All in all it is an Awesome stove which has far exceeded my expectations for the money I dont belive it can be beat price wise despite what the 30-NC crowd says ( ducks and hides). I have plenty of friends that wood burn and have first hand seen other stoves perform all the way up to the fancy soap stone's and this keeps up with stoves 2 and 3 times its price IMO. 

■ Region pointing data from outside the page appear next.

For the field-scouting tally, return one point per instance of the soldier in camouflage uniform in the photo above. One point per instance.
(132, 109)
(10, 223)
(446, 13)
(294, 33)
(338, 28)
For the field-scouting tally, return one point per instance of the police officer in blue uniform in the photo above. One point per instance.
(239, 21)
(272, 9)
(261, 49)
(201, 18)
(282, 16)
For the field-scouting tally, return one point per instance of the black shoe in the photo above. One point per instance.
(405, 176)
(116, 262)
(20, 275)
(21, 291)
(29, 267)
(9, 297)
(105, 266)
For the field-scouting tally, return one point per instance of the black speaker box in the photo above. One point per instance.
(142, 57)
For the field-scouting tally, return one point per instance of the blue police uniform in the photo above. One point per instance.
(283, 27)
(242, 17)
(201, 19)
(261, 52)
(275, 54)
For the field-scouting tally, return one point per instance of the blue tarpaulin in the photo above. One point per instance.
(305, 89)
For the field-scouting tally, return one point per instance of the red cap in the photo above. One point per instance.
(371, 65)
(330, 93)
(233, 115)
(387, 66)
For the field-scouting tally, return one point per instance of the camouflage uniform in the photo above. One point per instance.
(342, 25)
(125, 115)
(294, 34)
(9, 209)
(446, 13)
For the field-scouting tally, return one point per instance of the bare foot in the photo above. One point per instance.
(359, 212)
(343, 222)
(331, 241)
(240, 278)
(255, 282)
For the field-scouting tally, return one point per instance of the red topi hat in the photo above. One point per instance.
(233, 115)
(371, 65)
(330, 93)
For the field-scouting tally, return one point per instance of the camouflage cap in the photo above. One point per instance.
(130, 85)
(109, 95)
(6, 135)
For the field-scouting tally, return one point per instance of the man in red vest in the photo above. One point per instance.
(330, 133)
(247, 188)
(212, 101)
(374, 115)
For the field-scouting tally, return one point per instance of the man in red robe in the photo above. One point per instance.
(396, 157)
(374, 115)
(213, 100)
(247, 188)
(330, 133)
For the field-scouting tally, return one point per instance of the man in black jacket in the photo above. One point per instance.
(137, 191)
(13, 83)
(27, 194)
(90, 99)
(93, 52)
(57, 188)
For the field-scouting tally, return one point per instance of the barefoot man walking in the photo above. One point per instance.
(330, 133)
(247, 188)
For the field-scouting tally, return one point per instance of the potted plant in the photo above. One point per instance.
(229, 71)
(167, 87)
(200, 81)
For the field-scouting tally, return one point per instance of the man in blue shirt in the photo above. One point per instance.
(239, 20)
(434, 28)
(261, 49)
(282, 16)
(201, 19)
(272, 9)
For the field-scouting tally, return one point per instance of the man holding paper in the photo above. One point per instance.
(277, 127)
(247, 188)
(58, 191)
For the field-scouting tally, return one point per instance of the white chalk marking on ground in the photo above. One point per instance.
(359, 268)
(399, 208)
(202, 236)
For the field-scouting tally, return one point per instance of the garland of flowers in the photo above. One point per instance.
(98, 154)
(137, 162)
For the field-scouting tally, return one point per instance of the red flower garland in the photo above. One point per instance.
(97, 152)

Secondaries doing their thing..


I had a video but for whatever reason it is super dark when uploaded but looks fine on the camera. Anywho the video is of the fabeled blue flame secondaries I will try to edit it and brighten it up and repost. And yes I know I still need to trim the hearth I have been to busy being lazy and enjoying the stove.


----------



## bsj425 (Nov 19, 2011)

Just realized I posted this in the wrong forum Mods can you move it to hearth room.


----------



## raybonz (Nov 19, 2011)

Yup wrong forum section but looks like a great stove! Any stove that will keep you warm in North Pole, Alaska simply has to be a great stove! Great looking install, secondaries and review! I love to see the stove burningand watching those secondaries doing their thing too so mesmerizing ..

Ray


----------



## woodchip (Nov 23, 2011)

I like the stove, and the setting. 

Picture of the bear finishes it off rather well  ;-)


----------



## raybonz (Nov 23, 2011)

woodchip said:
			
		

> I like the stove, and the setting.
> 
> Picture of the bear finishes it off rather well  ;-)

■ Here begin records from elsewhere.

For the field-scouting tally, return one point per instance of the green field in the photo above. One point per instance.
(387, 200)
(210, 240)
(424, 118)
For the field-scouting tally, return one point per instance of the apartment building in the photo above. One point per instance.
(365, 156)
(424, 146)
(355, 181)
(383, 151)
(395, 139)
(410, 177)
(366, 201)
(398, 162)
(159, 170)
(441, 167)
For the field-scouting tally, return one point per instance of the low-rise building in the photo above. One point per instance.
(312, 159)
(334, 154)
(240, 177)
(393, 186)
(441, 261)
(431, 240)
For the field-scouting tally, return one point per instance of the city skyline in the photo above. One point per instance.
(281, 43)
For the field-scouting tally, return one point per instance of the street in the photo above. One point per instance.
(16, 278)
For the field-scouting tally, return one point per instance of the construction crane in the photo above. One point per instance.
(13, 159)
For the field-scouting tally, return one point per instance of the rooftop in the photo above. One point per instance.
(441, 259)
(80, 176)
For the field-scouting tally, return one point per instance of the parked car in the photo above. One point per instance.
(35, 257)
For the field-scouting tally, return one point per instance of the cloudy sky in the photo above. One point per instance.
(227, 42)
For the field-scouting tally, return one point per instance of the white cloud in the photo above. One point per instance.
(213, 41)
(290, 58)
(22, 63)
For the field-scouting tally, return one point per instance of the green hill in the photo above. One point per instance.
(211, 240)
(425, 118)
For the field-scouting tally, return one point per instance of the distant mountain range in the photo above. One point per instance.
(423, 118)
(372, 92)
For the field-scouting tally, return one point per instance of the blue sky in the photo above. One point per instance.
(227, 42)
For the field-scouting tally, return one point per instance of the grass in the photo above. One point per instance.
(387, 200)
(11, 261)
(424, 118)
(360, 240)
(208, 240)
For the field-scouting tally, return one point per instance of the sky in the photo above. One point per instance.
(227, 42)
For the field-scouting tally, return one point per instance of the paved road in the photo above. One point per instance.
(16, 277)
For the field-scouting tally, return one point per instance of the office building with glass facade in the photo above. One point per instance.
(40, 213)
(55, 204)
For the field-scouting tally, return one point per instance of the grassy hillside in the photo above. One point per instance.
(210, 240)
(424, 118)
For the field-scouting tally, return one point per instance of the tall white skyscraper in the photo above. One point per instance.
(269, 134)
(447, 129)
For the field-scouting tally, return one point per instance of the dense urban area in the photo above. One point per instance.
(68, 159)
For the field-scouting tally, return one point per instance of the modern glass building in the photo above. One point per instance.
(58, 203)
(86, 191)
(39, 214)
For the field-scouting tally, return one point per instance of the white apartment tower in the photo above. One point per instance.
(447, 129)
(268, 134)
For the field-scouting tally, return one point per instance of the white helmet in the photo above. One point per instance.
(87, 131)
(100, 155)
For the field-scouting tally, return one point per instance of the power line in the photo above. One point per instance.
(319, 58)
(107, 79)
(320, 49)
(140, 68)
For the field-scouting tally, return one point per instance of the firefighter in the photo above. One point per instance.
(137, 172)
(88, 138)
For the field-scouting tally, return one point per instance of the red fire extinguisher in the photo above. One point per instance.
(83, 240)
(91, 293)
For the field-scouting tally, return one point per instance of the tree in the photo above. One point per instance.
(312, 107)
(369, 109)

Woody you need to come to USA! Thinking you'd enjoy it..

Ray


----------



## woodchip (Nov 24, 2011)

raybonz said:
			
		

> woodchip said:
> 
> 
> 
> ...



We had a great time in the Canadian Rockies a few years back, that's where we first saw wood stoves and cooking with wood. 

Mostly larch trees there, must dig out some pictures for the perfect picture thread...

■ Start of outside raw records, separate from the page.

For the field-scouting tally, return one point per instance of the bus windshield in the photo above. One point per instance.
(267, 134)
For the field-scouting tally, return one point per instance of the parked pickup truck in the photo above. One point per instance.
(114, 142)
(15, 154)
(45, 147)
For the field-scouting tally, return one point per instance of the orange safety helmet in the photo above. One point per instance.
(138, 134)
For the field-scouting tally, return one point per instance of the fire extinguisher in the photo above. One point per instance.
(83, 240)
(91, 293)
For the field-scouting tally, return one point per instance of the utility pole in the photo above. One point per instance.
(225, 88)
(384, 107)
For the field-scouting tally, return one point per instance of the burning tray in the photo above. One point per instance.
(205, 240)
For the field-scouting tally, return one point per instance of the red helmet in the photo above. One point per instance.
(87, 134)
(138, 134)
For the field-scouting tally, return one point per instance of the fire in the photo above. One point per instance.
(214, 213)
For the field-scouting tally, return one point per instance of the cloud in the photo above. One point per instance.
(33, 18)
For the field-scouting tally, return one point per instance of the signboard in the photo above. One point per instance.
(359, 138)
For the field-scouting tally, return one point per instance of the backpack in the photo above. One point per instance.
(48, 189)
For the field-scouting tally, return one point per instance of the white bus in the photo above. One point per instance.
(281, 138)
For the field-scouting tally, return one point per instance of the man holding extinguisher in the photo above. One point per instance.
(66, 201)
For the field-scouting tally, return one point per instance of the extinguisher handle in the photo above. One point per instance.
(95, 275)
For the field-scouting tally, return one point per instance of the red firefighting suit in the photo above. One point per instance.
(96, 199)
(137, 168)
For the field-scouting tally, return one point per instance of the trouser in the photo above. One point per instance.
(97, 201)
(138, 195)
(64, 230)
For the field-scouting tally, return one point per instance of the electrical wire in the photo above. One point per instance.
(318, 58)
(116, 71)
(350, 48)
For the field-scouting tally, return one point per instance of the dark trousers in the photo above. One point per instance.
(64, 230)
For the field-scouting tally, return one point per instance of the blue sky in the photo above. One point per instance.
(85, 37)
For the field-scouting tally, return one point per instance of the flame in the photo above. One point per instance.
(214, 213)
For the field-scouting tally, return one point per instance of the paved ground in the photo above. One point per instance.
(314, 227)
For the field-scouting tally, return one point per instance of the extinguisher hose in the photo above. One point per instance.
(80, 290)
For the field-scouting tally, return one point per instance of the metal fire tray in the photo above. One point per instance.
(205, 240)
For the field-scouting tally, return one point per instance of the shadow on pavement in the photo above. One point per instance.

It's only a matter of time before we come over, maybe next fall if we don't go bust in the meantime (the whole world, that is)...... ;-)


----------



## Rage_Perry (Dec 20, 2011)

Hi There,

I just wanted you to know that it was your review of this stove that pushed me into purchasing the WS22. I bought it from a local Farm/Auto/Home store in my area on Black Friday and got a great deal on it. 

I love the large cooktop space, large window & huge firebox! Like you, I have also come to learn just how much heat this thing can put out.... which leads me to ask you an operating question.

The airflow lever on the right-hand side of the front; high position for max airflow, low position to throttle it low.......

How are you using yours? Do you just keep yours all the way open all the time or do you ever drop it down to 1 or 2? [Although, I do understand that it is much colder in Alaska than it is here in Iowa]

If you are throttling yours down after fully loading it, how long do you wait before lowering the throttle? I have read to wait anywhere from 1 - 30 minutes for reloads.

I pretty much have in mind to run mine the way you run yours.

Any advise you can offer would be greatly appreciated!

I'll post a picture of my installation after I get home tonight.


----------



## Rage_Perry (Dec 21, 2011)

OK, I remembered when I got home so here's mine...


----------



## raybonz (Dec 21, 2011)

Looks great RP!

Ray


----------



## Rage_Perry (Dec 22, 2011)

Thanks Raybonz! 

My wife and I did the hearth pad ourselves to save us some dough. The beast only requires 7" rear clearance and 9" to the sides, so this little pocket worked out as close to perfect as we could ask for. Now I am just trying to use my furnace fan to circulate the air throughout the house, even though she seems to be doing a fine job as it is.

She is rated @ 55Kbtu/1500-2700 sq.ft. My climate zone I think comes out to about 1800/1900 sq.ft. capacity and my house is 1750 so I think I got it just right on the sizing; however, like the original poster I also have the room that it is installed in with temps in the mid-high 80's at times with the rest of the main level in the mid 70's and upstairs bedrooms in the mid to upper 60's. 

Do you know of a more suitable place where I could post my questions about operation that I posted above?

Thanks!


----------



## raybonz (Dec 22, 2011)

You posted this on the right place RP.. Keep us informed on how things go too..

Ray


----------